「昨日はすみませんでした」
「瀬良が、酒を飲ませたくない訳が良くわかった」
「ですよね」

用意してもらった朝食を食べながら、沈黙に耐えかねて、再度謝罪を試みるも、更に空気が重くなる。

「鹿瀬さんて、雅人の事ご存知だったんですね」
「まさと?」
「瀬良くんです」

眉をひそめる鹿瀬さんに、あわてて言い直す。

「いや、呼び捨てなんだな。と、思って」
付き合っては、いなかったと昨日酔っ払いながら話していた。

「同期なんでわりと仲良しなんです」

同期の中でも雅人と遥、産休中の莉奈とその夫新とは、研修活動のグループが一緒だったから特に仲が良い。
このグループ毎に同期会の幹事が回ってきたりと、わりと引きずっているおかげで、このグループ内でカップルの誕生は結構多い。

「鹿瀬さん、」
「たくや」
「えっ」
「俺の名前」
鹿瀬さんは私の言葉を遮り、顔を上げる。
その顔が、妙に色っぽくて恋愛初心者の私は、ドギマギしてしまう。

「綾香、名前で、呼んでね。
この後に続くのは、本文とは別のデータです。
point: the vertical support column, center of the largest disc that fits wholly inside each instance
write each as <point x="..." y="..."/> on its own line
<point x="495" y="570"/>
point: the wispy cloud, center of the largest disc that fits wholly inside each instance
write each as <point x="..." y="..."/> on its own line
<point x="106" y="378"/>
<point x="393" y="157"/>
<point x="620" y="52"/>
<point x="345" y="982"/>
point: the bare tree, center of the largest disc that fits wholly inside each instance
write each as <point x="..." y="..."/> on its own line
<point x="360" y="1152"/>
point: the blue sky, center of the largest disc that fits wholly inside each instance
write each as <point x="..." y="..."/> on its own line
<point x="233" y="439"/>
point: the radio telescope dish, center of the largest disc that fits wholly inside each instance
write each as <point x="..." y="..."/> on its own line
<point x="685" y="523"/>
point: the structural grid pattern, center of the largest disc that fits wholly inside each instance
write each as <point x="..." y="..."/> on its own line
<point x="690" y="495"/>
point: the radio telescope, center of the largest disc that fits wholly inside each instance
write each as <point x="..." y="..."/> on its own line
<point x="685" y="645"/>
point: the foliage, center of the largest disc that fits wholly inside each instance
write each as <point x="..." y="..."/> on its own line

結婚したんだから」

私は、あまりに予定外の言葉をかけられると思考が停止する生き物らしい。

鹿瀬さんの両肘をついて両手を重ねそこに顎をのせ、頭を傾ける様子が、いたずらっ子の顔で、こんな顔もできるんだなぁ。って、どうでもいい事考えていながら、鹿瀬さんの言葉を反芻する。